Читать «Открытие мира» онлайн - страница 31
Василий Александрович Смирнов
— Да топись! — кричит Шурка, тяжело дыша и собираясь плакать. Пожалуйста, топись… Кто тебе мешает?
Прихрамывая, он тащится опять гумном и не обращает больше внимания на сараи.
Дома ждала Шурку радость. На ступеньках крыльца сидела бабушка Матрена и ощупью чистила картошку.
— Бабуша! — кинулся Шурка к крыльцу. — Башмаки принесла, да? А я и не видел, как ты прошла!
— Ну еще бы видеть! Ты, баловник, незнамо где носишься. Нет чтобы встретить слепую старуху… Где ты тут? — ласково ворчит бабушка, растопыривая руки.
Шурка прыгнул на колени, обнял за морщинистую шею и прижался к седой, трясучей голове. Бабушка вытерла передником руки. Теплые пальцы пробежали по Шуркиному лицу, задержались на носу, скользнули по плечам, поднялись и погладили стриженый затылок.
— В отца, должно, растешь, верста коломенская… Нос‑то разбил, что ли? Запух совсем, — тихо говорит бабушка, не выпуская Шурку.
Он видит ее тусклые, остановившиеся глаза, бородавку в складочках морщин на левой щеке, добрый кривой зуб, выглядывающий из уголка сухих, ввалившихся губ. Шурка не понимает, как может бабушка Матрена жить без глаз, главное — ходить и не заблудиться. Он пробует зажмуриться, представить себе, как ходит бабушка, — ему темно, неловко и страшно. Опять вспомнилась муха на глазу дяди Игната, и Шурка еще крепче прижимается к бабушке.
— Почему люди умирают, бабуша?
— Наказание от господа бога… за грехи.
— Ну да! Какой же дядя Игнат грешник? Все живут, а он один помер.
— Прежде его нагрешил народ… много.
— А дядя Игнат тут при чем?
Бабушка не отвечает. Подумав, Шурка говорит:
— Я не буду умирать. Я все время буду жить.
— И живи, — гладит бабушка Шуркину голову. — Ты молодой, тебе и надо жить… Вот мне пора… Чужой век заела.

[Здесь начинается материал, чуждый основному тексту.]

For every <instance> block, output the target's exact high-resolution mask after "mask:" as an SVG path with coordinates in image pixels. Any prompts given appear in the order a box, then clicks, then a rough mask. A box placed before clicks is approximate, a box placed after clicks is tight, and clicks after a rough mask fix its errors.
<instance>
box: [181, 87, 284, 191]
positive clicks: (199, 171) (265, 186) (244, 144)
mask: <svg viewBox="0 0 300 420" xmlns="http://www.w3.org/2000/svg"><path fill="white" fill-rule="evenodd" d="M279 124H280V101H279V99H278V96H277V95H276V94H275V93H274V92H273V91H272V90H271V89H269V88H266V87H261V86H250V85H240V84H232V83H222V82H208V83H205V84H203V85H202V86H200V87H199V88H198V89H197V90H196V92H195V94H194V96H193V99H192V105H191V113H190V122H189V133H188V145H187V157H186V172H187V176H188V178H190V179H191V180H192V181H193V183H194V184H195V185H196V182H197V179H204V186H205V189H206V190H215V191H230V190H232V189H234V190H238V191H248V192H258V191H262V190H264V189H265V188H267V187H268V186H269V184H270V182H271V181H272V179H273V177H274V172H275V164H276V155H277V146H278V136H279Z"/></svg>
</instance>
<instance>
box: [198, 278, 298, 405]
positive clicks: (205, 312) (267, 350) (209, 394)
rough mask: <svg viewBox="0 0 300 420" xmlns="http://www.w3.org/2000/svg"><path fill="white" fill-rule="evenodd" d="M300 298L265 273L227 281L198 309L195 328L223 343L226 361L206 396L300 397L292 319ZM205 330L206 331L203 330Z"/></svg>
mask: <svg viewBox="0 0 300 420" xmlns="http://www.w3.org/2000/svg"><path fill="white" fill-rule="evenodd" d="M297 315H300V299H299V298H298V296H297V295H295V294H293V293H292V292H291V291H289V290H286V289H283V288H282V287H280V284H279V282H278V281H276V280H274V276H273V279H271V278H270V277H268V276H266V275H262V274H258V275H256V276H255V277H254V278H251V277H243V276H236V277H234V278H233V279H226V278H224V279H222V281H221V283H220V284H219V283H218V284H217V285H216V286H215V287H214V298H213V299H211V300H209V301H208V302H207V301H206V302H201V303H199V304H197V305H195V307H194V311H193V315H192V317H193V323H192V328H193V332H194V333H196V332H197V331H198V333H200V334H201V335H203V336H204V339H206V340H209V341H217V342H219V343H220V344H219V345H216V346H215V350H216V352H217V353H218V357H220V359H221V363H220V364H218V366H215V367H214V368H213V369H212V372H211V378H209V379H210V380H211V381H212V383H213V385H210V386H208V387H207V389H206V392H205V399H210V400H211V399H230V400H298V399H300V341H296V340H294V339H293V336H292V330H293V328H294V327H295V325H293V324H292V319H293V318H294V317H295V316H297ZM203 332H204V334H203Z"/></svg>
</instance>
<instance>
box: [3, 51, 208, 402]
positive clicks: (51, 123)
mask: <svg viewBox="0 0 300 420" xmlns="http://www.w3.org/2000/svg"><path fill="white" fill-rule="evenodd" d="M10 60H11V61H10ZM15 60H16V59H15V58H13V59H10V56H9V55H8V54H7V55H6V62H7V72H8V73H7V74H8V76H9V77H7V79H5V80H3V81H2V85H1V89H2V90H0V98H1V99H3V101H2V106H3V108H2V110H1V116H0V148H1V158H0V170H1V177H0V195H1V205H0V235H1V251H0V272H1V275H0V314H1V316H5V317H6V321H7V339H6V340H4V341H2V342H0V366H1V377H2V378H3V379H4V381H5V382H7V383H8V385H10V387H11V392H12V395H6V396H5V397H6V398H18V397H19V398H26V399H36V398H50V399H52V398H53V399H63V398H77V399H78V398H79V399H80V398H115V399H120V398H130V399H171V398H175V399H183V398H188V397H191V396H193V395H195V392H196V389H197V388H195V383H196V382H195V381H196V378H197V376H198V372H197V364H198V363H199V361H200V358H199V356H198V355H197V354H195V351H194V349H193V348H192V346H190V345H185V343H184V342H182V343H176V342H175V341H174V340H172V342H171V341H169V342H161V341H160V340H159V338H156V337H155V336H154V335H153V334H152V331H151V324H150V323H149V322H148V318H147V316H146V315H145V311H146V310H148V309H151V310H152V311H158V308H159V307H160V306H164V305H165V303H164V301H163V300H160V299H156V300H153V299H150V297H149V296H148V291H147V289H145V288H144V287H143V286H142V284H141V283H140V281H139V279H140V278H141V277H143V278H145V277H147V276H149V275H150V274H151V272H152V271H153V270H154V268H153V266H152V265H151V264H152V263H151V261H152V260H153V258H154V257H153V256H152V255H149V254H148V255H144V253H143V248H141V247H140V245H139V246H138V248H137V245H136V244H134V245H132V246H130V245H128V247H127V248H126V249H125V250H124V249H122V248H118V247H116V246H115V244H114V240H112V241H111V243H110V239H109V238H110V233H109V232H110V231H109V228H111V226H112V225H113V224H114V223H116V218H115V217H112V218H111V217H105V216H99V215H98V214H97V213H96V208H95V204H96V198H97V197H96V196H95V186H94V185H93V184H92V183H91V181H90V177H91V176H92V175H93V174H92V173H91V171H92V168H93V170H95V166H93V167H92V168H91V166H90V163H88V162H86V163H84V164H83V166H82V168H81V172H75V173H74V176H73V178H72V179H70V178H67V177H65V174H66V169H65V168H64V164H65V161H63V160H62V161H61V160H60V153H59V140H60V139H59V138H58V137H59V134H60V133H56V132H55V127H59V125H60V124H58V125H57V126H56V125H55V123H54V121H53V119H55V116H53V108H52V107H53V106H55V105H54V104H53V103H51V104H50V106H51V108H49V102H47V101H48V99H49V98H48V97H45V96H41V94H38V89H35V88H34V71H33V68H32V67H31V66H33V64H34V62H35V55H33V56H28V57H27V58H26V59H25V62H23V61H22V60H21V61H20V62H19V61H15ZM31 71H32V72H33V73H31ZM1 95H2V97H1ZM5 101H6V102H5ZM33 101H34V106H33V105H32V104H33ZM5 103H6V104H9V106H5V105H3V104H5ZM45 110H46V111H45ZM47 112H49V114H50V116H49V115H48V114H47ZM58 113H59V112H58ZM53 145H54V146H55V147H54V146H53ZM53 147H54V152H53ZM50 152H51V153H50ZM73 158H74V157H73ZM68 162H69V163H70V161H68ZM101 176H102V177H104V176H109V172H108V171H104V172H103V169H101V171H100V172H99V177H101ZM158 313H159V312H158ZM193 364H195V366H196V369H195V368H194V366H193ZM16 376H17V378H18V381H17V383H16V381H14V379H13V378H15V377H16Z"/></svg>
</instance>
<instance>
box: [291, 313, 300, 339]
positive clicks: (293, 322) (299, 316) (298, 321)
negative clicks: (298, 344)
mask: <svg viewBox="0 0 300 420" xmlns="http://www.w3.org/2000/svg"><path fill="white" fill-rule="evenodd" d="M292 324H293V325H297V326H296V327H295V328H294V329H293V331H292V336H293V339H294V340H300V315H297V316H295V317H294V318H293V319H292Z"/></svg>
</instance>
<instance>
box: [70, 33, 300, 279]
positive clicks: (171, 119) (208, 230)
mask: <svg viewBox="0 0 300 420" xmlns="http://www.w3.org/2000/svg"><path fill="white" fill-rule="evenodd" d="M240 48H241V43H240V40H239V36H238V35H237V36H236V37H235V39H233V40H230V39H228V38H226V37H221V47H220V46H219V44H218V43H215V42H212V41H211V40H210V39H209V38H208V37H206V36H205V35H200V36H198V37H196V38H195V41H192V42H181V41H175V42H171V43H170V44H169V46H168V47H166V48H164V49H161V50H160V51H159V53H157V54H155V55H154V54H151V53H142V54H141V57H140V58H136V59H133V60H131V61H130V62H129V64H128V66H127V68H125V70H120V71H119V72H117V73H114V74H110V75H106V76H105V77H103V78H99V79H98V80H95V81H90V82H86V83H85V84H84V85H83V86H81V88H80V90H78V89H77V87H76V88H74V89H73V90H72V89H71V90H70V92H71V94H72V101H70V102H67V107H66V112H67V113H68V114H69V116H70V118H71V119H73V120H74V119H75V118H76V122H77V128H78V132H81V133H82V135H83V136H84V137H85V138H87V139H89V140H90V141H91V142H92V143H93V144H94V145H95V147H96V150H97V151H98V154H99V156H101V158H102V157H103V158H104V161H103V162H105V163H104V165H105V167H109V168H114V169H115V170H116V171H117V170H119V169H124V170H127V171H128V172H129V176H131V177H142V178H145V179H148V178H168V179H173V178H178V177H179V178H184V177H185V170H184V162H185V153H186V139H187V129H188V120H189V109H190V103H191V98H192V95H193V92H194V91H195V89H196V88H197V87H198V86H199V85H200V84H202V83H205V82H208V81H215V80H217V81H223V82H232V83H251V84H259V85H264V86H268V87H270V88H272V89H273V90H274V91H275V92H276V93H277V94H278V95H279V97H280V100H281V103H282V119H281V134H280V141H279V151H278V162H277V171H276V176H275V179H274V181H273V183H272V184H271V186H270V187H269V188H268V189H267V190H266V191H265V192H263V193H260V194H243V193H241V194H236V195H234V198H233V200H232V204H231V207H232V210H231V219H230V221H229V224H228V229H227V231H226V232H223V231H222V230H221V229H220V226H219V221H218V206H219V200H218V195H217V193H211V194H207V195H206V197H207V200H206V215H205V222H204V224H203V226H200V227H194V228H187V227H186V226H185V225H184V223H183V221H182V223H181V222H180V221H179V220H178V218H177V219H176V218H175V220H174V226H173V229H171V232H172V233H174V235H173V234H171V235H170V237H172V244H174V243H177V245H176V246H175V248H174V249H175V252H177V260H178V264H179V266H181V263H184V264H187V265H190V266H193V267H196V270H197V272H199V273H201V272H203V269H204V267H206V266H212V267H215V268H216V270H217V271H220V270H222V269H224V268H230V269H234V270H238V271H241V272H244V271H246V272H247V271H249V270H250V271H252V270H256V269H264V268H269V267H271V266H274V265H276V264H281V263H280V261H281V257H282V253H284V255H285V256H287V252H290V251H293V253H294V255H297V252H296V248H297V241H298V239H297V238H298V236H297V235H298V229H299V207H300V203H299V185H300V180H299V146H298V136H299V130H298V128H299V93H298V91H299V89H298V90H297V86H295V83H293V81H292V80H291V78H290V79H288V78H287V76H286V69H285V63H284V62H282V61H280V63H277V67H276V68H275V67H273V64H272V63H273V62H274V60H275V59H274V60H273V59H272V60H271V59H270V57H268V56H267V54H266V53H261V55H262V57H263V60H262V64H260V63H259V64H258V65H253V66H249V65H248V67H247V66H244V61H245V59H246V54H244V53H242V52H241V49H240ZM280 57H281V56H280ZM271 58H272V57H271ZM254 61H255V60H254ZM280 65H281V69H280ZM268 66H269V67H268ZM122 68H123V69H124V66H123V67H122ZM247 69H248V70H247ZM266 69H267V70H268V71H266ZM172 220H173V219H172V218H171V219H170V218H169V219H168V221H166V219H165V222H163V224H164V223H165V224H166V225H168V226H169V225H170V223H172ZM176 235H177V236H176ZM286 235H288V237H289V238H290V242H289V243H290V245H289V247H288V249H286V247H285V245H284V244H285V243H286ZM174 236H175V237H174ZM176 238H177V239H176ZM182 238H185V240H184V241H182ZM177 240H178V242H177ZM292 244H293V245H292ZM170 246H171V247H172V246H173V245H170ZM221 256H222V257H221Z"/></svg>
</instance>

— Нет, и ты живи, — милостиво разрешает Шурка. — Я тебя за руку буду водить.
— Ладно, ладно, полуношник… Нагулялся? Опять табачищем баловался? сердито спрашивает бабушка, нюхая рубашку. — Пропах дымом, бесстыдник!
— Это не табак. Мы с Яшкой теплину на Волге жгли. Ух, какой огнище был! До неба!
— Сгоришь когда‑нибудь со своим обормотом Яшкой. Пойдем в избу. Заждалась тебя мамка, ругается… Стой, картошку забыли!
Шурка ведет бабушу за руку сенями, осторожно обходит кадку с водой, ларь. И с порога еще примечает башмаки под лавкой. Свет от лампы так и играет на подметках. Они, должно быть, соковые*, износу им не будет. Спасибо дяденьке Прохору, постарался для Шурки, даже каблуки подковками подбил, как у цыган.
Шурка живо меряет башмаки — в самую пору. Надо бы побегать, полюбоваться обновкой, да времени нет. На столе лежит пеклеванник, сахар белеет в сахарнице, самовар шумит, мать на кухне селедку чистит — до башмаков ли тут!
И вот Шурка наелся до отвала пеклеванника, в оставшихся кусках украдкой весь изюм выковырял, насолился селедкой, выпил без малого пять чашек чаю с топленым молоком, дососал огрызок сахару и, пыхтя от сытости, лежит с бабушкой на печи. С полатей пахнет луком и опарой. Чуть слышно поскрипывает в темноте очеп. Это мать, засыпая на кровати, качает ногой зыбку.